Affaires judiciaires — Parti radical de gauche
Parti radical de gauche est associé à 5 affaires judiciaires impliquant 2 élus ou anciens élus. 2 condamnations, 2 procédures en cours.
Jean-Michel Baylet, ancien ministre et président du Parti radical de gauche, a été condamné le 13 mars 2003 pour abus de biens sociaux, recel d'abus de biens sociaux et faux et usage de faux. Il a fait travailler des employés du journal La Dépêche du Midi à des fins personnelles (ménage, entretien automobile et bateau familial en Grèce) et s'est fait financer son loyer parisien (14 000 francs/mois) par le journal.
Le 6 septembre 2024, Jean-Vincent Placé est mis en examen pour agression sexuelle sur une deuxième femme pour des faits commis à l'étranger en octobre 2017.
Présomption d'innocence : affaire en cours
Une ancienne collaboratrice accuse Jean-Vincent Placé de harcèlement et agressions sexuelles pour des faits commis de 2012 à 2016. Placé en garde à vue le 28 mars 2022, il est mis en examen le lendemain pour agressions sexuelles et harcèlement sexuel, puis placé sous contrôle judiciaire.
Présomption d'innocence : affaire en cours
En 2021, Jean-Vincent Placé est condamné à 5 000 euros d'amende pour harcèlement sexuel commis lorsqu'il était secrétaire d'État. Les faits concernent une gendarme affectée à la sécurité de son logement de fonction et qui était de faction à l'entrée du bâtiment.

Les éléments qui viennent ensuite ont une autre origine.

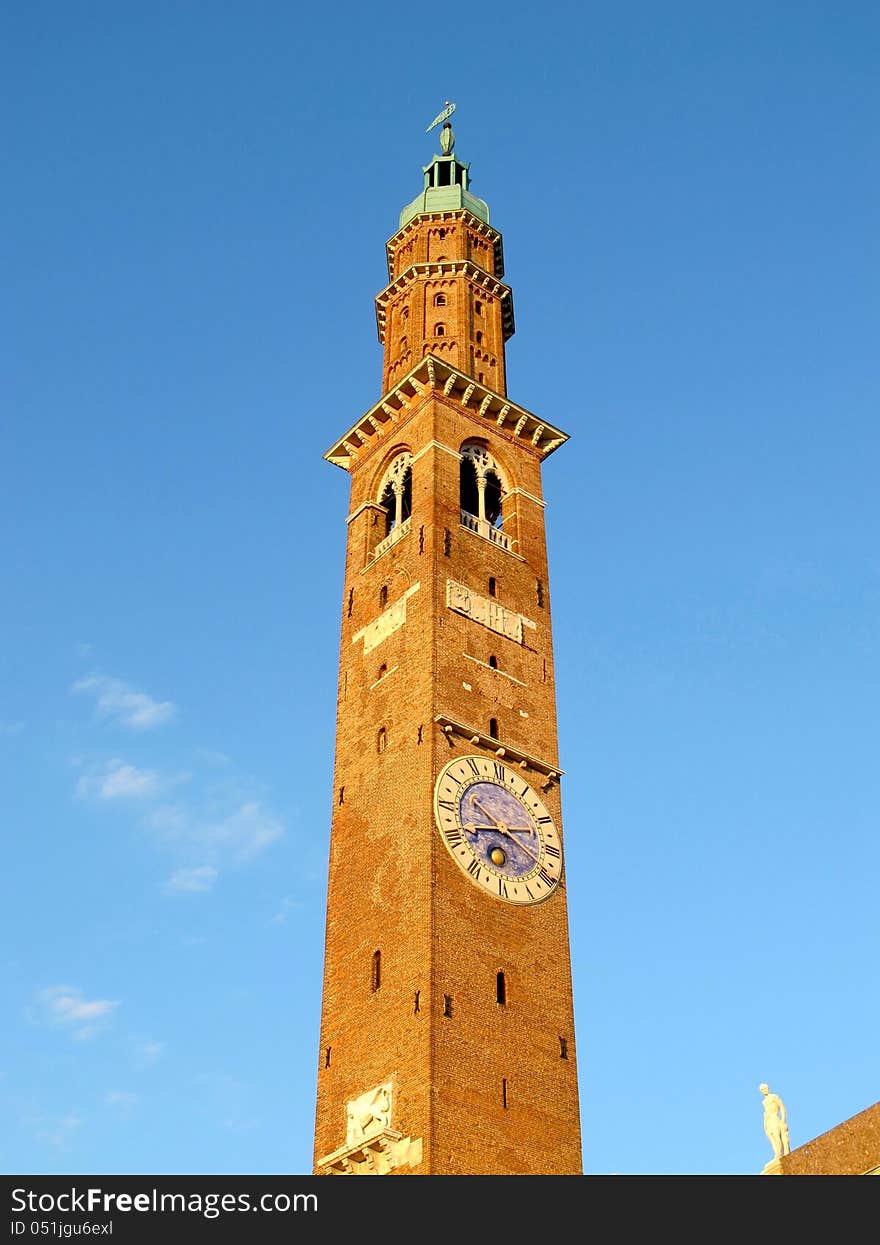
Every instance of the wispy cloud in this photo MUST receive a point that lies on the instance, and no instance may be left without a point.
(67, 1007)
(55, 1129)
(148, 1051)
(117, 779)
(235, 838)
(198, 878)
(116, 700)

Présomption d'innocence : affaire en cours
Entre 2004 et 2010, Jean-Vincent Placé a accumulé une centaine d'infractions routières (stationnements interdits et excès de vitesse) avec une voiture de fonction du conseil régional d'Île-de-France, sans payer les procès-verbaux. La région lui réclame 18 161 euros correspondant à 133 amendes. Il déclare avoir réglé la somme en avril 2014.